Lists are a type of python *object*, which means they have their own set of functions that can be accessed by `list.function_name`. These operations sometimes change the values within a list.

| Function | Task performed |
|----|---|
| list.append(v)  | add value v to end of list |
| list.index(v) | return the first index of value v in list |
| list.insert(i, v) | insert value v in list at index i |
| list.remove(v) | remove value v in list |
| list.count(v) | count how many times v appears in list |

`append` is used to add a single element to the end of a list.

In [31]:
l = [1, 1, 4, 8, 7]
print l
l.append(1)
print l

[1, 1, 4, 8, 7]
[1, 1, 4, 8, 7, 1]


`index` returns the location of the specified value. If it appears multiple times, it only returns the first index. If it doesnt exist, python returns an error.

In [32]:
print l.index(1)
print l.index(4)
#print l.index(100) # this will return an error

0
2


`insert` and `remove` are pretty straightforward.

In [33]:
print l

l.remove(4) # removes value 4
print l

l.insert(3, 1000) # adds value 1000 at index 5
print l

[1, 1, 4, 8, 7, 1]
[1, 1, 8, 7, 1]
[1, 1, 8, 1000, 7, 1]


In [34]:
print l.count(1)

3


# Sets

_Sets_ are another type of collection available in Python. Like mathematical sets, they are unordered and can only contain an element at most once.
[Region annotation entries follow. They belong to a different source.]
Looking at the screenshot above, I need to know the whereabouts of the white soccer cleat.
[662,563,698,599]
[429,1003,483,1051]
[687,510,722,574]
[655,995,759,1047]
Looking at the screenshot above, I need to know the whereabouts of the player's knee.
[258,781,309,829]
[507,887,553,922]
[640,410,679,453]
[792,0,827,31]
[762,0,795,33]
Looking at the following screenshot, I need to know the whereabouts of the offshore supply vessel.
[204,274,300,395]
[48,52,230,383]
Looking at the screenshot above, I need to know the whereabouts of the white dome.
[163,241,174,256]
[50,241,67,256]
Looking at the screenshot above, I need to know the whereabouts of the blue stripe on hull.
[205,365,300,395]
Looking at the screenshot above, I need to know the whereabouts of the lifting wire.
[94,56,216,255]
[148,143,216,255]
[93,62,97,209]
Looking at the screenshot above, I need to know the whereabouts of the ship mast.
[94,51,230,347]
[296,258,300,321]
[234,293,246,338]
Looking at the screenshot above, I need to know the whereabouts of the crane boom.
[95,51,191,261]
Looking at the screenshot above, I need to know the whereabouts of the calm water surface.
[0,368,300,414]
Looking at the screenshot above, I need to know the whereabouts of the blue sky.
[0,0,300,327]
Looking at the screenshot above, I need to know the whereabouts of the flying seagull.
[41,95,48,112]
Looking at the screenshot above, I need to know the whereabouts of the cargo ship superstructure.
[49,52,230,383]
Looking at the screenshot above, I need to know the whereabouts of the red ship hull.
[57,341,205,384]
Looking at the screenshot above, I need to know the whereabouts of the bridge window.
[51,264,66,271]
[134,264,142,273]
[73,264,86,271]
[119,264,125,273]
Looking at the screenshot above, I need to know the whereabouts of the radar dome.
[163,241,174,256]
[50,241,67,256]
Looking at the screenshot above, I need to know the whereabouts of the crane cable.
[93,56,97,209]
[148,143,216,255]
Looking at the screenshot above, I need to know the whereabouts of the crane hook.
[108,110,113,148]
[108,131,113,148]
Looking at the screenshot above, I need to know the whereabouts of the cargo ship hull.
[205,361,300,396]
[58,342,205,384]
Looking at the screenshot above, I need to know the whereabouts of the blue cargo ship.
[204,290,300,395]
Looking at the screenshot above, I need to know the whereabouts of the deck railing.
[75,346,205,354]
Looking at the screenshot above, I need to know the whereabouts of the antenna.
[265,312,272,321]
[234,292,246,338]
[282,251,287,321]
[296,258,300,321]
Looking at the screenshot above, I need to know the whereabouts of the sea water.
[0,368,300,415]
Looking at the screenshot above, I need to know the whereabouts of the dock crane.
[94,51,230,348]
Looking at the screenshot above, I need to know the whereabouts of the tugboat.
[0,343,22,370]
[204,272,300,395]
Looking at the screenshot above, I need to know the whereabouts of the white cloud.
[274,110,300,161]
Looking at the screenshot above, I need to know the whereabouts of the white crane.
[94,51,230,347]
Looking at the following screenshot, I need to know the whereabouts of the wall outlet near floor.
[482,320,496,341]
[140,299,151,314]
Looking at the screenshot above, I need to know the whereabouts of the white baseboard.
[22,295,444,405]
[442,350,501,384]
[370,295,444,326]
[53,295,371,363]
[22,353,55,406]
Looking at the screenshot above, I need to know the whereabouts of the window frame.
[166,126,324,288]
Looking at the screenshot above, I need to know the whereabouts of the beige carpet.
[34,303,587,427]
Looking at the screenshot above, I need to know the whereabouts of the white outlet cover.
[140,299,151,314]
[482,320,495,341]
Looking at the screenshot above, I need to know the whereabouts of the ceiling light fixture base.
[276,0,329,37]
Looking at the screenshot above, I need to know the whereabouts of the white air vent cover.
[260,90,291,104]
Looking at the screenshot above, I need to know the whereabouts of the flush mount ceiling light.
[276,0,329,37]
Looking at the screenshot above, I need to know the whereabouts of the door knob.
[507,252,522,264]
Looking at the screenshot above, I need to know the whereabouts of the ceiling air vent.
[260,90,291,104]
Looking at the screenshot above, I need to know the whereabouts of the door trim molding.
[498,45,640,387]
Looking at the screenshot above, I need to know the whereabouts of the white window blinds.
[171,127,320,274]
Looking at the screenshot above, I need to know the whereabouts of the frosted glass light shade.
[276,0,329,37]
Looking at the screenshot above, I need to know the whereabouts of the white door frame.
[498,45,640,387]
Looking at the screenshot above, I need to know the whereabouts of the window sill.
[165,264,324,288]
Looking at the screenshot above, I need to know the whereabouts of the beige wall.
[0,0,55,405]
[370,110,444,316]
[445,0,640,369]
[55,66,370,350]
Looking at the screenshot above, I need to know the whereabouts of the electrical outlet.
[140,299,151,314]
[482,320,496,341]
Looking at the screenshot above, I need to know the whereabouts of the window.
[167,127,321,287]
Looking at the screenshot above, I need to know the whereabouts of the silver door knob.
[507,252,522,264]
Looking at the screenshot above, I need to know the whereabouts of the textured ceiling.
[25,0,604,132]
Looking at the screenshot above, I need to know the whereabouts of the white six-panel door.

We initialize sets using lists.

In [41]:
s = set([1,2,2,3,3,4])
print s

set([1, 2, 3, 4])


In [45]:
len(s)

4

Unlike with lists, we can't index sets.

In [46]:
#s[0]  # This causes an error

# List Comprehensions

_List comprehensions_ are a way of constructing lists. They're a pretty unique feature of Python.

In [71]:
origlist = range(10) # enumerates numbers up to 10
print origlist

[0, 1, 2, 3, 4, 5, 6, 7, 8, 9]


List comprehensions are created using brackets and the 'for' keyword, like this.

In [80]:
print [number/2.0 for number in origlist]
print [number**2 for number in origlist]

[0.0, 0.5, 1.0, 1.5, 2.0, 2.5, 3.0, 3.5, 4.0, 4.5]
[0, 1, 4, 9, 16, 25, 36, 49, 64, 81]


List comprehensions can also contain an 'if' keyword to filter out some values.

In [81]:
print [number for number in origlist if number < 4]

[0, 1, 2, 3]


***********************************************************************************
***********************************************************************************

# Exercise: Hamlet Frequency

In this exercise, we'll use lists to analyze _Hamlet_.

### Before you start

Make sure you have `hamlet.txt` in the same directory where you're running this notebook. You can download this file from https://raw.githubusercontent.com/thejakeyboy/Python-Lectures/master/data/hamlet.txt


### Here's some help getting started

This cell loads the words in _Hamlet_ into a big list. You don't need to know how it works for now.

In [62]:
import os, re
hamlet = 'hamlet.txt'
words = re.findall(r'\w+', open(hamlet).read().lower())

In [63]:
print words[0:10]
print len(words)

['hamlet', 'dramatis', 'personae', 'claudius', 'king', 'of', 'denmark', 'king', 'claudius', 'hamlet']
27577


## 1. How many unique words did Shakespeare use?

In [64]:
print len(set(words))

4086


## 2. What is the average word length?

In [79]:
print sum([len(word) for word in words])/float(len(words))

4.13090618994


## 3. How many times did Shakespeare write the word 'hamlet'?

In [102]:
print words.count('hamlet')

368


## 4. What are the 10 most common words used in Hamlet?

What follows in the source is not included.